Tag Archives: rejection

Removing Privilege

With only 12 more weeks to go until the conclusion of this degree program I can say that the class I’m currently in has tremendous application for the Ezekiel 33 Project. I’m taking a class on conflict management as my elective that I need for my particular degree program. It is very different taking a class from the communications department rather than the business department, but the benefit is real. I planned to take this class as I knew it would have application well beyond my A job.

In the news as of late is the exposure of the Southern Baptist Convention by the Houston Chronicle and San Antonio Express-News. Sadly, this story is not different at all from the stories that we have read about previously. Pastor arrives at one location and abuses children. Then the Pastor is moved as a result of their actions and more survivors are created by not only those abusing the children, but also by those who covered the issue up. Many of the survivors were urged to be forgiving of their offender.  It is sad to say that it is the same pattern that we have been witnessing may likely have to endure for a while.

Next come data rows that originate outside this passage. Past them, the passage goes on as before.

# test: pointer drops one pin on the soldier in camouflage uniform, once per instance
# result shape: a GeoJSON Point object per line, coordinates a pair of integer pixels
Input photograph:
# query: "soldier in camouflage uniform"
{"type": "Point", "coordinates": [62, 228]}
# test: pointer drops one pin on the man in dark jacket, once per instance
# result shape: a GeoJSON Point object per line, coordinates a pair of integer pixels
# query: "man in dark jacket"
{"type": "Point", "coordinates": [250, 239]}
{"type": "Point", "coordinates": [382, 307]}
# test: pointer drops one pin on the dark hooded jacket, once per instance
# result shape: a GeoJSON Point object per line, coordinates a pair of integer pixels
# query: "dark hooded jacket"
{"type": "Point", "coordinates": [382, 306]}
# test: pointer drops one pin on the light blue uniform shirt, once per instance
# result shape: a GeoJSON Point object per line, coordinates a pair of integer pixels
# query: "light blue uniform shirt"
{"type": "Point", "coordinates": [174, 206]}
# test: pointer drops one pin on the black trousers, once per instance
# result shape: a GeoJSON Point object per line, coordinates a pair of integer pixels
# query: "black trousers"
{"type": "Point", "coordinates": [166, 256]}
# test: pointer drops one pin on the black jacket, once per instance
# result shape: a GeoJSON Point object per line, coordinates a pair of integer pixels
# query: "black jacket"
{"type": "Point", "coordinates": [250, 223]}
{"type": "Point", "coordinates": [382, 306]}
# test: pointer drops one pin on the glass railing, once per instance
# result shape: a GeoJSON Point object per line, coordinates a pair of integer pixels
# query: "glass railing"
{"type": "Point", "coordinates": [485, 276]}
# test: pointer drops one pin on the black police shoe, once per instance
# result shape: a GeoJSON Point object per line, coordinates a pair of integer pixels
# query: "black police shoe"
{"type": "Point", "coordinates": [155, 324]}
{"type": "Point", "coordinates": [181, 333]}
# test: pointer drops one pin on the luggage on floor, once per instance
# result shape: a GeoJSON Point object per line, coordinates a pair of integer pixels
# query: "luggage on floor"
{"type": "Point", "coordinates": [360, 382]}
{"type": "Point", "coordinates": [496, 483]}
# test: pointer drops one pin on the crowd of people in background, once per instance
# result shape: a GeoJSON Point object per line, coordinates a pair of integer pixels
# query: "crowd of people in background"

A quote from Dr. Brene Brown states that, “Opting out of speaking out is the definition of privilege.” Think about that quote for a second. Choosing not to speak up when one sees something wrong happening is to reject the individual in need and approval of the “right” for an offender to do what they are doing. James 4:17 calls us to be different by reminding us that if we know the right thing to do and do not do it, we are in the wrong, we are committing a sin by our silence.

Our failure to expose abuse is in other words approval of the abuse. If one approves of abuse, then they reject the one who has endured the abuse. Rejection is the opposite of affiliation, and rejection causes the same parts of the brain to be engaged that would be engaged if one experienced physical pain. When we fail to believe or reject those who state they have been abused we are causing them great pain. This pain that is experienced is why we must be survivor friendly, particularly churches. A survivor friendly church does not cover up but exposes. A survivor friendly church has policies where a survivor can see efforts made to include them and make them feel safe. A church that becomes survivor friendly will have become a more comfortable church home to at least 20% of its membership and becomes more attractive to 20% of the population based on statistics.

We are social creatures and we crave acceptance and belonging. We also have a savior that is not unfamiliar with rejection and abuse. Think about this for a moment, God allowed man to physically abuse His Son so that man might be saved by His Son. While on the cross, Christ called out “My God, My God, why have you forsaken me?” as he took on the sin of the world. Sure, he felt physical pain of the nails and crown of thorns, but more text is given to his crying out to God as he felt rejection. God knows about abuse, he was there as his son was whipped and beaten. Jesus knows about rejection, he experienced it as he bore the sins of mankind on the cross.

The problem of abuse that we face is not unique to any particular group. Nobody is immune. Any way that a politician might possibly want to divide us will yield the same statistics. The statistics are stable across race, religion, region, and economics. Because of this fact we have an obligation to expose abuse when it occurs and provide a caring environment that endured the abuse. In doing so we eliminate the privilege that many hide behind and we become the good watchman as outlined in Ezekiel 33:2-6.